The death of American capitalism: Kohler

Despondency returned to Wall Street last night, as the smoke began to clear from last week’s riot.

Despondency returned to Wall Street last night, as the smoke began to clear from last week’s riot.

We are left with two furious debates and a growing moral malaise – grief over the death of American capitalism.

One debate is about US Treasury Secretary Henry Paulson’s $US700 billion bale-out plan, and the other is about the bans on short selling. In the middle, battle-scarred investors are quietly tip-toeing towards the exits, hoping to get their money out before being noticed.

Opposition to the Paulson plan coalesced around the issues raised yesterday, that in order to work it will have to involve buying mortgage assets at above market value, thus leaving taxpayers in the hole, and that so much new government debt would have to be issued to support it that it would drive down bond prices and the US dollar.

In fact the bond yields are rapidly rising now and the dollar is tanking, pushing up the oil price to be up $US25. It’s fair to say that markets are voting against the bale-out.

For a while it seemed that despite getting a thumbs down from commentators and analysts, Paulson’s bale-out would quickly pass Congress despite energetic opposition.

But in the last few hours, US Senate banking committee chairman, Christopher Dodd, has been circulating an alternative draft bill of his own that will put a lot of pressure on Paulson.

The big difference is that his proposal would give the US Government a stake in the companies from which it buys distressed assets, rather than just the assets themselves, which would create a disincentive for the vehicle to be used as a dumping ground and would put a brake on the prices being paid (the higher the price, the more equity handed over).

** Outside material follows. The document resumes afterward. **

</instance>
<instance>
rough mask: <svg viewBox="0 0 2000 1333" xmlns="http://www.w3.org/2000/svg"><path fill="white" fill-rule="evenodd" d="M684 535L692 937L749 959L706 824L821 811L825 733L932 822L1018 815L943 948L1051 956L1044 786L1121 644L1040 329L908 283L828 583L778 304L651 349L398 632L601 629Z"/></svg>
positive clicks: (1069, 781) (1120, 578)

Dodd is also proposing to whack executives. His bill would penalise those who take “inappropriate or excessive risks”, executive compensation and severance packages would be reduced if that is in the “public interest” and it would force executives to give back money they earned that was based on accounting measures later found to be wrong.

There is likely to be plenty of support for this sort of tougher stance against those who caused this mess, but whether it translates into Congress rejecting the Paulson bill is another matter – no American politician wants to be known as the one who caused a financial system meltdown and depression.

In general, anger is growing about the extent of the taxpayer bale-outs needed to stop the greed of Wall Street bringing down the world economy.

It’s not just the $US700 billion, no strings attached, that former Wall Streeter Henry Paulson is asking for. It’s bale-outs all round.

Allowing Goldman Sachs and Morgan Stanley to switch to being commercial banks is another bale-out; they get to stop marking their assets to market and instead assume in their books that they will be held to maturity, which means they can rebuild their shattered equity through accounting smoke rather than cash.

The ban on short selling is another one. Short sellers are the predator regulators who expose deception as well as weakness. By protecting companies from shorting, regulators are interfering in the marketplace to limit the impact of poor decisions by managers and baling them out.

It has become a battle to keep the economic effect of the US housing bust and credit crunch to something approaching a normal recession, rather something that history denotes with a capital letter.

In the chaotic flurry, investment banking – one of the foundations of American triumphalism – has been taken out and shot, the US Treasury has been turned into a junkyard, and the US dollar has been thrown to the wolves.

The real battle perhaps, will be to stop the grief over the death of American capitalism from turning into total despair.